If done right, you will see the partitions that can be restored. Otherwise it is better to contact the experts. Can use other means, for example, Recovery Diskinternals. Its use practically does not differ from the above-mentioned application.
This is a more difficult path that only advanced users. Therefore, if you do not consider yourself to those, we strongly recommend you to give it up. The fact that admitting the slightest error will occur fatal consequences.
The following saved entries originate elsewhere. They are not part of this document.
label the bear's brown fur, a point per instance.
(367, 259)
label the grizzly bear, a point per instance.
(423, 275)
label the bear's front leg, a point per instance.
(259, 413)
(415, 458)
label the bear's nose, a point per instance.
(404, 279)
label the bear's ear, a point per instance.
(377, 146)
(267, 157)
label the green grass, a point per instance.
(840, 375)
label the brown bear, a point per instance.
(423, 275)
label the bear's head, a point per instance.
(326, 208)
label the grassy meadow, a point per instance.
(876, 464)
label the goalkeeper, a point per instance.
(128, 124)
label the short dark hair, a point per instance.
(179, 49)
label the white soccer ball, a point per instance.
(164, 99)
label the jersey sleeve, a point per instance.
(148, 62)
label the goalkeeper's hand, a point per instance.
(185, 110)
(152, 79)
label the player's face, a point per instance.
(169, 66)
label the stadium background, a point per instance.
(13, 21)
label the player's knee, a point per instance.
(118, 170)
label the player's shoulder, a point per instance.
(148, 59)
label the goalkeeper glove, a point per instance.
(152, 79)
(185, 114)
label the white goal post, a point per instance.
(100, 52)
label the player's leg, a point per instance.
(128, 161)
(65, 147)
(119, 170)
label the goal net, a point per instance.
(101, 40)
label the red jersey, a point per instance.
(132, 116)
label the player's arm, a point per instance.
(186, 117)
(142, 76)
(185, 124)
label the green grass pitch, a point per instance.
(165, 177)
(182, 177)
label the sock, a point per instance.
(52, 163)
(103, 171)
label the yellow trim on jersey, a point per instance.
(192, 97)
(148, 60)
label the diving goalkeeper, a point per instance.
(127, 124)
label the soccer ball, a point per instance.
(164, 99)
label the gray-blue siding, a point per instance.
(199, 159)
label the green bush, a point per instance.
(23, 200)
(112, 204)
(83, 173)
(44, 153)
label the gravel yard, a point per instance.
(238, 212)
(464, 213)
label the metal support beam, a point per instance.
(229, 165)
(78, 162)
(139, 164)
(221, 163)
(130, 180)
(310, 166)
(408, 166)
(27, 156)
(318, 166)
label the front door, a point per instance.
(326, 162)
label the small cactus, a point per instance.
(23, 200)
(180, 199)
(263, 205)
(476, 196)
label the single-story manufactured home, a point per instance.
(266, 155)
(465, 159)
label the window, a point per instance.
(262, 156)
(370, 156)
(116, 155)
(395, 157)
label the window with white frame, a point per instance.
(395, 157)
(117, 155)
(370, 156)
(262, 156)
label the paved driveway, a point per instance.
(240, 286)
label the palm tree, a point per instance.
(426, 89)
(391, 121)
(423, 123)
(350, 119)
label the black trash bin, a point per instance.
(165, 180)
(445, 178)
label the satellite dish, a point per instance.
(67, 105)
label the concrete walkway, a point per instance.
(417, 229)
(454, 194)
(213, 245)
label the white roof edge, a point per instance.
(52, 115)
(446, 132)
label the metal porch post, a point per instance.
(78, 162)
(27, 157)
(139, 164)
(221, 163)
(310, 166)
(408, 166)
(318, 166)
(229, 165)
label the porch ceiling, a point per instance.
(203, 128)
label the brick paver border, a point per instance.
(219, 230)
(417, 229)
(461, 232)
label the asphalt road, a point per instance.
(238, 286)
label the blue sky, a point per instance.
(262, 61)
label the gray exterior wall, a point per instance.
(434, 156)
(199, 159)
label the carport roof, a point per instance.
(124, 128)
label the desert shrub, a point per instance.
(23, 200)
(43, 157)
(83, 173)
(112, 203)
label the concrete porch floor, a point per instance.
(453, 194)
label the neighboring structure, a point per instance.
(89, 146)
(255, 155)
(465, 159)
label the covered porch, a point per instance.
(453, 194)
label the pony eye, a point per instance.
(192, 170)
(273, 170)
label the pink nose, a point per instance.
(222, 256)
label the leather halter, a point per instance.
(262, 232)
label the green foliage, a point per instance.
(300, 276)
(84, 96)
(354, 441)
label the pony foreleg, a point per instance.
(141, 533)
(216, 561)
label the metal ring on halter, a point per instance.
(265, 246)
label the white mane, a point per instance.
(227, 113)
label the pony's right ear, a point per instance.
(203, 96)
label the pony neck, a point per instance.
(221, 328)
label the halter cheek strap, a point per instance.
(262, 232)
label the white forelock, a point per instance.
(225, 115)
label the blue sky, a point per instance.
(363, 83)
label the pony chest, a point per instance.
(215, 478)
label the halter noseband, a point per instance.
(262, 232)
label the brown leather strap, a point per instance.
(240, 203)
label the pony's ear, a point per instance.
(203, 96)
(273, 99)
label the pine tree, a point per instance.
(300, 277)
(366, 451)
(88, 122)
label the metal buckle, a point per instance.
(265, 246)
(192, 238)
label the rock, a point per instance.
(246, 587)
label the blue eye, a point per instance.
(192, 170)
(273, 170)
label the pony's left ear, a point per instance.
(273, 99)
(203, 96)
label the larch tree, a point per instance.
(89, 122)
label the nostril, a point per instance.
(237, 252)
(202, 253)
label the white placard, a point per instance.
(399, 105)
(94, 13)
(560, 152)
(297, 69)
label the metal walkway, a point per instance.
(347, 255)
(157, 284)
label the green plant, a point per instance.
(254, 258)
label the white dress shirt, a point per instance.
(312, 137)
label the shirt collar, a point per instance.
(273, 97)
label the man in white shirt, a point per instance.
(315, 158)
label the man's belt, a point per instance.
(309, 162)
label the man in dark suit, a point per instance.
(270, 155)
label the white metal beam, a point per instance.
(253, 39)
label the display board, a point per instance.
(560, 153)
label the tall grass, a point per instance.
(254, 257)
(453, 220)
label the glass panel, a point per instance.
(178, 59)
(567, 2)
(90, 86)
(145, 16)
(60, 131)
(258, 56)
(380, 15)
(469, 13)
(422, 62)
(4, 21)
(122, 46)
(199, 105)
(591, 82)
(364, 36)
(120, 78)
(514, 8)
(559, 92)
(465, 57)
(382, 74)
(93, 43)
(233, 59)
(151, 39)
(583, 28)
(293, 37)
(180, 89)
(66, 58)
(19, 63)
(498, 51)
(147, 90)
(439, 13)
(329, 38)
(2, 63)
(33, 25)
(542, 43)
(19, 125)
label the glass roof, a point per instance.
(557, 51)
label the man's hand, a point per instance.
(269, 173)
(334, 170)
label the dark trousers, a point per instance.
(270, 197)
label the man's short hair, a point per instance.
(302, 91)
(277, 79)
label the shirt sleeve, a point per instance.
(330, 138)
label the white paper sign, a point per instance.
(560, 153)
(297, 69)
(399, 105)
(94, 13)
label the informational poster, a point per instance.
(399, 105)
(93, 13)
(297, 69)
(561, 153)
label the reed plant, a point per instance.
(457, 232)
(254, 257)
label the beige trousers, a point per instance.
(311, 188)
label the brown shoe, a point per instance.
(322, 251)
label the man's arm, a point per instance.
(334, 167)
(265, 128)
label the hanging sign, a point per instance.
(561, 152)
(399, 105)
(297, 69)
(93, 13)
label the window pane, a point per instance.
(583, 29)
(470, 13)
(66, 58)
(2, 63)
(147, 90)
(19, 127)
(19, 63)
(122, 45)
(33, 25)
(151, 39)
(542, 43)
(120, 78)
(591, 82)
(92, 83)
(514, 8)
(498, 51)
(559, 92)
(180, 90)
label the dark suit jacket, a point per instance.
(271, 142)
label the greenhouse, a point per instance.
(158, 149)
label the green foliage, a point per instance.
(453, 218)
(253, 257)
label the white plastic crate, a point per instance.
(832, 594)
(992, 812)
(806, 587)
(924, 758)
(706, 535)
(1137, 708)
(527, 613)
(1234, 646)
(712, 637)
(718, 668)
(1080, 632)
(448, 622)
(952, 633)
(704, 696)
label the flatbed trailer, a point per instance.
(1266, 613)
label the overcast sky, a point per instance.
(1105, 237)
In General the essence of the process can be described as follows:
- the essence lies in the fact that the existing array is created again on the other controller. However, he must have absolutely identical configuration. This is not to use a rebild as it is possible to permanently lose all the data.
- this should take into account the fact that there are models of controllers that immediately after creating the array to start initializing. This will lead to critical errors;
- if all the media is OK, there is a probability of success of the operation. Otherwise, it is difficult to hope for a positive outcome;
- if the data is still recoverable, but partially. You can further work with the software like raid recovery for windows or similar.
In the end we will note that it is not necessary to deal with such systems, if you don’t have a set of defined skills and knowledge. It is better to invite a specialist to be confident in the outcome.